2. Gemäß Art. 28 Satz 1 des Übereinkommens über die Rechtsstellung der Staatenlosen vom 28.09.1954 (Gesetz vom 12.04.1976, BGBl. 11 473), in Kraft getreten am 24.01.1977 (Bek. vom 10.02.1977, BGBl. II 235), stellen die Vertragsstaaten den Staatenlosen, die sich rechtmäßig in ihrem Hoheitsgebiet aufhalten, Reiseausweise aus, die ihnen Reisen außerhalb dieses Hoheitsgebietes gestatten, es sei denn, dass zwingende Gründe der Staatssicherheit oder der öffentlichen Ordnung dem entgegenstehen. Staatenlos ist gemäß Art. 1 Abs. 1 StlÜbk eine Person, die kein Staat aufgrund seines Rechts als Staatsangehörigen ansieht.
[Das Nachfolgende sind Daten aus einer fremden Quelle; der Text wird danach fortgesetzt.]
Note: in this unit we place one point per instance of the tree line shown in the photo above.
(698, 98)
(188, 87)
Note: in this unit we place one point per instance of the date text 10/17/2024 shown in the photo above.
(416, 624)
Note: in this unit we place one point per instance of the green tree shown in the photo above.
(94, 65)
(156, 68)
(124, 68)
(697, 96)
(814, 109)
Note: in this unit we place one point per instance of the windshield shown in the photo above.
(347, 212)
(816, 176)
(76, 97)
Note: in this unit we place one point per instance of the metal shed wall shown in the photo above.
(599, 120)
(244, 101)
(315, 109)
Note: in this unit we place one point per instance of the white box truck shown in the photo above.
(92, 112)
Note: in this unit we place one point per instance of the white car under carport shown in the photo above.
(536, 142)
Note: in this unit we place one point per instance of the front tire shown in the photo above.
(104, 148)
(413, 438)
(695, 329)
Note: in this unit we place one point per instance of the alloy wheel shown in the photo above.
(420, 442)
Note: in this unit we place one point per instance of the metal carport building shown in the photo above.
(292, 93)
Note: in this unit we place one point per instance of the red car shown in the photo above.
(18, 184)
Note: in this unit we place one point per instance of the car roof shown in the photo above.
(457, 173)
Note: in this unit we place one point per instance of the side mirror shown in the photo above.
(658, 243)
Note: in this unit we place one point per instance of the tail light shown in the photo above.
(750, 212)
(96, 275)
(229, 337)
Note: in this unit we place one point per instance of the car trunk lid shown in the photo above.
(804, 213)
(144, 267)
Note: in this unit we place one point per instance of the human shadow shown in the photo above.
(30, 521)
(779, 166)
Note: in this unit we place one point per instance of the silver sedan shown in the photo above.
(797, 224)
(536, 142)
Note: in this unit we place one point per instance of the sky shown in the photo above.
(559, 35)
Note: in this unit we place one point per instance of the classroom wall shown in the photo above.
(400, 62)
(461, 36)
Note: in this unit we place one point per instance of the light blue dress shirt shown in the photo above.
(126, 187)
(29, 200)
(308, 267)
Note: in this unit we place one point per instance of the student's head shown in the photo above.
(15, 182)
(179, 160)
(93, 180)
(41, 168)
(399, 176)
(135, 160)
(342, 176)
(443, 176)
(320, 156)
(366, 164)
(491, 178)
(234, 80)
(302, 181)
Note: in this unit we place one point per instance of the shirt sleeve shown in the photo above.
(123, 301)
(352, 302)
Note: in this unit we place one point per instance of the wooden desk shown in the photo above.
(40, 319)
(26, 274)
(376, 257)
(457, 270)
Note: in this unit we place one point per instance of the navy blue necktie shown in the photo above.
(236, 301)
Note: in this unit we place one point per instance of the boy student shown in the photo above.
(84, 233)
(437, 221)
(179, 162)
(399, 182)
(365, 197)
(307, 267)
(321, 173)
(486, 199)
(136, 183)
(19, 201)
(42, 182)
Vorliegend ergibt sich aus vorstehenden Ausführungen, dass der Kläger staatenlos im Sinne Art. 1 Abs. 1 StlÜbk ist. Er hält sich auch rechtmäßig im Hoheitsgebiet der Bundesrepublik Deutschland, einem Vertragsstaat, auf, wenn der Beklagte ihm zunächst - quasi eine juristische Sekunde vorher - in Erfüllung der dargelegten Rechtspflicht eine Aufenthaltserlaubnis nach § 25 Abs. 5 AufenthG erteilt. Da auch zwingende Gründe der Staatssicherheit oder der öffentlichen Ordnung ersichtlich nicht entgegenstehen, kann der Kläger die Ausstellung eines Reiseausweises vom Beklagten verlangen.